The buried lede is this: For years and years and years, literary fiction has been a losing proposition for publishers, and income from genre fiction has subsidized their spending on books that few folks read outside of college courses. In short, commercial fiction pays for literary fiction, despite literators despising commercial fiction. Now that economic realities have caught up with literary fiction, literary writers are facing the same life-choices that the rest of us have been handling for decades. It’s a bubble that’s bursting, the same way the techno-thriller, horror and cyberpunk bubbles burst. It’s the reality of the publishing economy that’s causing this economic disruption, not ebooks. As I’ve showed in previous posts, ebooks are actually more profitable for publishers than paper books. In the digital economy, publishers will profit more, though their cash flow will fall—a point I’m very surprised the Wall Street Journal, of all publications, has failed to recognize.

One further point: I know there are people who are afraid that without corporate welfare supporting literary authors, we will lose their voices. This is likely true, but this means the decision to support them is not a business decision. It is an emotional decision. It is a decision that runs counter to the evidence of spreadsheets. It is a decision to be a patron of the arts. I understand it, and even think it’s noble. If economic realities make such largesse no longer feasible, however, I understand why it goes by the wayside.

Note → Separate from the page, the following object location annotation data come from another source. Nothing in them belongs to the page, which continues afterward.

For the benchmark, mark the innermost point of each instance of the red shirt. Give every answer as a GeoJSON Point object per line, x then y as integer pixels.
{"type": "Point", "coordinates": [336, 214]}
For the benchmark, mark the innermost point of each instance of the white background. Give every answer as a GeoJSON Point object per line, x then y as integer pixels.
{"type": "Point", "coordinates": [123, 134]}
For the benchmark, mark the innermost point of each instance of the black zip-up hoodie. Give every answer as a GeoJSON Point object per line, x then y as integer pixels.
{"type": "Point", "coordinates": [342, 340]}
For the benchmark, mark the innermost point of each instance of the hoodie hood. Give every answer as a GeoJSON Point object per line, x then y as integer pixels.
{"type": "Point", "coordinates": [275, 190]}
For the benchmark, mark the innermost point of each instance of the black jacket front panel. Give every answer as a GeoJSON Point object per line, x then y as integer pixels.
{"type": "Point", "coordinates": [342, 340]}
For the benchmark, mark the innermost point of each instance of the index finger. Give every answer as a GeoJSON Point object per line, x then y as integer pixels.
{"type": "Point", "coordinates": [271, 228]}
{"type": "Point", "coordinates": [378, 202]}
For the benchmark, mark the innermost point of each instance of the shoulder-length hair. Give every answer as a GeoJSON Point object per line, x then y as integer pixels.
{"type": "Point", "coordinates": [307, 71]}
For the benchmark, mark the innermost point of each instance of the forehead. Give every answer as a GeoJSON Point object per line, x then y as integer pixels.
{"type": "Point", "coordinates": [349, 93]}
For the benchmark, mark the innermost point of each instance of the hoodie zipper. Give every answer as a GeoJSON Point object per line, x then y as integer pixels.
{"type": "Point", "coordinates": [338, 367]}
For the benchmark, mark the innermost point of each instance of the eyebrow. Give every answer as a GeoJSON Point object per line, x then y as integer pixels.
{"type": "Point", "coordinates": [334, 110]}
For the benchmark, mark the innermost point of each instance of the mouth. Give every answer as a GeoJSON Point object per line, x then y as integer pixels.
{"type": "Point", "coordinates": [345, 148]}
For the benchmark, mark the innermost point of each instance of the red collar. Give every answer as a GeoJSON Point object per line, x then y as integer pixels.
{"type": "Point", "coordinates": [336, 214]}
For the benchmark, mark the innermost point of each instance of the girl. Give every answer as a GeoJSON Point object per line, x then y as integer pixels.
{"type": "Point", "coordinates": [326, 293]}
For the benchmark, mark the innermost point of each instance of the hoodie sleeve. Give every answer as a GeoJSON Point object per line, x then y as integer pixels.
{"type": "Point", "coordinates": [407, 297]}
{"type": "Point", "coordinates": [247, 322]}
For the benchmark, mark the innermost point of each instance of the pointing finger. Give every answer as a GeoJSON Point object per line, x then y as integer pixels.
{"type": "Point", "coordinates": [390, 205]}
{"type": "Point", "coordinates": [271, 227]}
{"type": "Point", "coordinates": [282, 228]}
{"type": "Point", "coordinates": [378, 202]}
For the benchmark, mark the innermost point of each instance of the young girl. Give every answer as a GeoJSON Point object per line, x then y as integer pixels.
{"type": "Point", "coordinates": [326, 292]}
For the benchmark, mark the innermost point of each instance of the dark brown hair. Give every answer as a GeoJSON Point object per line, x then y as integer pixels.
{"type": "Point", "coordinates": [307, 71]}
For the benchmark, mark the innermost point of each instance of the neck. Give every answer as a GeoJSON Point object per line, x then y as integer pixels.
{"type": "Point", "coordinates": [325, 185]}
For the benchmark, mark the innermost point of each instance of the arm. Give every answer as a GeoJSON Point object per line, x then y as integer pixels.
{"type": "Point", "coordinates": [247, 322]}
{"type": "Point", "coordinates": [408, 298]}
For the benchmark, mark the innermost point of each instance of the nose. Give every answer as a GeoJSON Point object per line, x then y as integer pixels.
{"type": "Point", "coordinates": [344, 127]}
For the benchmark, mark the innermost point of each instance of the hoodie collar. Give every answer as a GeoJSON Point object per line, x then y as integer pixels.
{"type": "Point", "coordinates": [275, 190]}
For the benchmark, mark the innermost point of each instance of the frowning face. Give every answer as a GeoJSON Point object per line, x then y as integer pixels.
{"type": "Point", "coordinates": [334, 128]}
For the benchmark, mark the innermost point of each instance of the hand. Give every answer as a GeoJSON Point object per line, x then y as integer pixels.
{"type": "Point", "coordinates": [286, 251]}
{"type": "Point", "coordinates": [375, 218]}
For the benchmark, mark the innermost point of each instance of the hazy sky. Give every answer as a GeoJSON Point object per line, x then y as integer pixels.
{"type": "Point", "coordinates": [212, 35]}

No author is owed a living. We’re not entitled to do what we’re doing and get supported because of it. It’s a business. If I can’t turn a profit at writing, the IRS will label my business a hobby and I won’t be able to deduct expenses. We all know it’s a business, and the object of business is to make a profit. If a writer can’t do that, then he needs to look for another job to support his hobby until he can make a profit at it. And there are lots of talented writers who have had to make that very decision—find a job until the economy picks up so they can go back to working as a writer full-time.

Heck, I track job offers all the time. I’m grateful that I have friends who own restaurants who might need a busboy. (I’d rather be a snooty wine-steward. I practice a diffident, upper crust accent for that job all the time.) I am very aware that if my work doesn’t entertain, if it doesn’t deliver what readers want, it’s time to move on.

This is why initiatives like my 10,000 Talion: Revenant ebook sales challenge are important. The marketplace is changing, and authors need to adapt. Right now we’re sold roughly 525 copies, or 5% of the goal. I know that amount will pick up as we head into the holiday season. Folks who get ebook readers will need to fill them with books, so why not Talion: Revenant? As readers spread the word about the challenge and more readers decide they want a sequel, we’ll get to the total. This is means that you all become patrons of the arts and that me, by managing my business resources, will have the money necessary to make the project work.

This simple fact is this: Vertically Integrated Publishing means that authors and readers can work together directly—with no middlemen running interference—to make sure we each get what we want. Readers get entertaining work at a lower price; authors get more money and the sort of immediate feedback that lets them shape their career according to reader input, not the best guess of an editorial board about what will be hot eighteen months down the line.

If an author’s getting pinched—literary or otherwise—it’s only because he’s letting himself get pinched.